Contract chip manufacturing giant Taiwan Semiconductor Manufacturing Company (TSM -3.45%) disclosed on its April 19 earnings call that it had begun making chips using its new 7-nanometer technology, known as N7. 

N7 promises significant improvements in performance, power, and chip area compared to TSMC's prior generation N10 technology, and is likely to be used to build many of the industry's most powerful mobile processors. 

A wafer of Intel processors.

Image source: Intel.

After N7, TSMC plans to roll out a better version known as N7+. Beyond that, in 2020, the company intends to release an all-new manufacturing technology it calls N5, which should provide a large advance from N7 and N7+, enabling further dramatic improvements in mobile processors. 

TSMC management spent some time on its earnings call discussing  N5 technology. Here's what investors need to know. 

Progress seems to be going well

Co-CEO C.C. Wei said that TSMC is seeing "double-digit yield" on a 256-megabit SRAM chip, as well as a "larger test chip" manufactured using N5. 

Yield refers to the percentage of the chips produced that function and meet performance and power targets. The higher the yield rate, the healthier the technology is. 

While TSMC's work on N5 is by no means done -- mere double-digit yield rates on test chips are a far cry from what's required to manufacture something like a smartphone applications processor in a cost-effective fashion -- this is a good milestone that appears to indicate that the technology's development is on track. 

Customers are designing test chips using it

Wei indicated on the call that some of TSMC's major customers -- likely the big smartphone applications processor makers -- are already designing "function blocks" using the technology. 

While those customers likely aren't designing full products using the technology right now (it's probably not mature enough to support that), they likely are doing test chips in which they implement key technologies. This should make it easier for those designers to put together full products using N5 when the design kits are finalized and TSMC's intellectual property portfolio for the technology is more fleshed out. 

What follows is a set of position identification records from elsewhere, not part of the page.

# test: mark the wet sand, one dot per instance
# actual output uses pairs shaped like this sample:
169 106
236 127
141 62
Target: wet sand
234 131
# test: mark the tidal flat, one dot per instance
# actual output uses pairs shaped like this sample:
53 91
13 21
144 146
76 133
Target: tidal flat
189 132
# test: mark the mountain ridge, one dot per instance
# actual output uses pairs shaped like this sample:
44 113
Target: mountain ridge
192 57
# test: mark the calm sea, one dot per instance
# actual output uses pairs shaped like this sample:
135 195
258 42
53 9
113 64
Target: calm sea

It'll be around for a while

While TSMC has developed some manufacturing technologies with limited shelf lives -- N20 and N10 among them -- the company's N5 technology won't be one of those. In recent years, the pattern seemed to be that the company would transition to a long-lived technology, then follow it with a shorter-lived one. 

That won't be the case with N5. 

According to Wei, N5 will be "a very long node and useful," and it'll also be "very cost effective," implying that it'll see use by a broad range of companies, rather than only being used for the very richest and most performance-sensitive ones.

It's likely, then, that after N5 goes into mass production in 2020, TSMC will follow it up with a performance-enhanced technology called N5+ in 2021. N5+ will probably offer the usual degree of improvements -- performance and power efficiency enhancements as well as another area reduction.

Then, in 2022, investors should expect TSMC's next quantum leap in manufacturing technology, to be known as N3.